Guardian on Growth and Infrastructure Bill
A measure contained in the Growth and Infrastructure Bill could allow planning applications to be taken straight to Eric Pickles, the Secretary of State for Communities and Local Government, if local authorities are making “unnecessarily slow decisions”.
The move could allow applications to bypass poorly-performing authorities.
Communities and Local Government minister Baroness Hanham insisted the Bill was “primarily a deregulatory measure in support of the Government’s decisive actions to put the country’s economy back on a stable footing and restore growth”.
But in a second reading debate on the Bill, which has already cleared the Commons, Labour accused the Government of weakening local councils.
Opposition spokesman Lord Adonis said ministers were contradicting their own policy of localism.
He argued that the “unifying theme” of the Bill was not growth “but weakening local government”.
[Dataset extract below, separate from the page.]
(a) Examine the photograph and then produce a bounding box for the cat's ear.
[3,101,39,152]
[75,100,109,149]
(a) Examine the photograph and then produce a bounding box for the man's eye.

“On the unsubstantiated claim that local authorities aren’t giving enough planning consents quickly enough it wrests power back to the centre – authorising ministers to suspend local planning authorities entirely for the first time since the modern planning system was established after the Second World War,” Lord Adonis said.
Lady Hanham said the Bill focused on reforms that would “boost Britain’s infrastructure, get rid of unnecessary bureaucracy and ensure the planning system operates effectively”.
She said a small number of councils were making “unnecessarily slow decisions” and others saw a high proportion of their decisions to refuse planning permission overturned at appeal.
Lady Hanham said this was likely to apply to only a small number of councils and ministers would be “delighted” if it was not necessary to “designate” any of them under the powers.
Liberal Democrat Lord Tope called it a “draconian measure” and said it seemed to assume that the “major inhibitor to growth is the planning system and local planning authorities generally”.
“There is absolutely no evidence to support that contention,” Lord Tope said. “If we are to legislate for such a draconian measure, we do need to have from Government the evidence that suggests this is necessary. I don’t believe that evidence is there.”
He said it appeared to put the speed of decision-making ahead of quality of decision-making and warned that designation must be a “last resort”.
Tory Baroness Eaton, a vice president of the Local Government Association, hit out at the legislation as a “step in the wrong direction”.
“It will not deliver its main objective of widespread economic growth but rather move us dangerously on a narrow winding path away from the golden road of localism down which to date we have made much progress,” she said.
She said the planning system was “not proving itself to be a barrier” and said 87 per cent of planning applications had been approved in 2011-12 and that some “jolly well deserved to be refused”.
In 2011-12 over a fifth of applications for major development took more than half a year to resolve, and 9 per cent took more than a year.